Songbird System

Raven
2021-05-04 09:57:22 (UTC)

To nobody's surprise I'm stressed

Yep I'm stressed. Very stressed. Very overwhelmed. I feel like fucking screaming. Every moment is fucking agony. ;) Why...why did I put the winky face there? You know what, fuck it. Winky face everything ;)

Well, um, everything is getting worse and I'm just very stressed. My mom doesn't realize that she is only making everything worse. I want to tell her about our OSDD so she stops hugging alters that are repulsed and triggered by physical contact because I'm such a hugger and physical touch is my love language (not to mention I get like touch starved sometimes if I don't constantly get hugs or, you know, feel great anxiety because past trauma of being punished for not giving people hugs when they wanted one). But I know how my mom and everybody would react because they're so fucking ableist concerning disorders relating to alters. WE WOULD HAVE REALIZED KALEIGH. Uh, about that, I'm Raven.

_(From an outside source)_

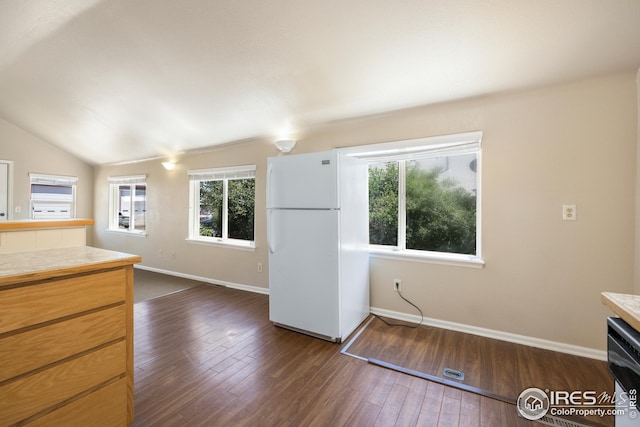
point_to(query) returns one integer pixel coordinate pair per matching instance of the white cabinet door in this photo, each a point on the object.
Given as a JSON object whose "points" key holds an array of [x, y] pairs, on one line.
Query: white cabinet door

That moment when you have therapy and realize that you did indeed forget that you were an alter and not the original. Oh God. Yeah, so me and Kaleigh are different people. Different people used to update this diary. When? How? What the fuck? OSDD is fucking confusing. Have fun with me having an existential crisis and questioning my whole self and past, therapist. HAVE FUN WITH THIS DISASTER OF A SYSTEM.

So yeah my dad is getting worse and he's starting to stalk me again. That's not good. And I'm out of my mania whatever the fuck state. I don't know what's going on with me have fun figuring that out too therapist. I'm just trying to fucking stay alive. Which is very hard when you have a fucking insane family. And a cousin who is completely willing to fuck your corpse.

Anywayyyyyy, um, I'm just overwhelmed. By everything. There's just so much going on and I'm like overstimulated 24/7. I want to be left alone, but that's not gonna happen. Whenever I try to be alone, people hate me. They call me selfish. That I have to take care of everything. I just want to be alone. I want to heal. I want to be away from this goddamn fucking family.

God, I fucking hate my life. I fucking hate it here. I want to be free for once in my life. I want people to truly understand me and not an idealized doll they have created.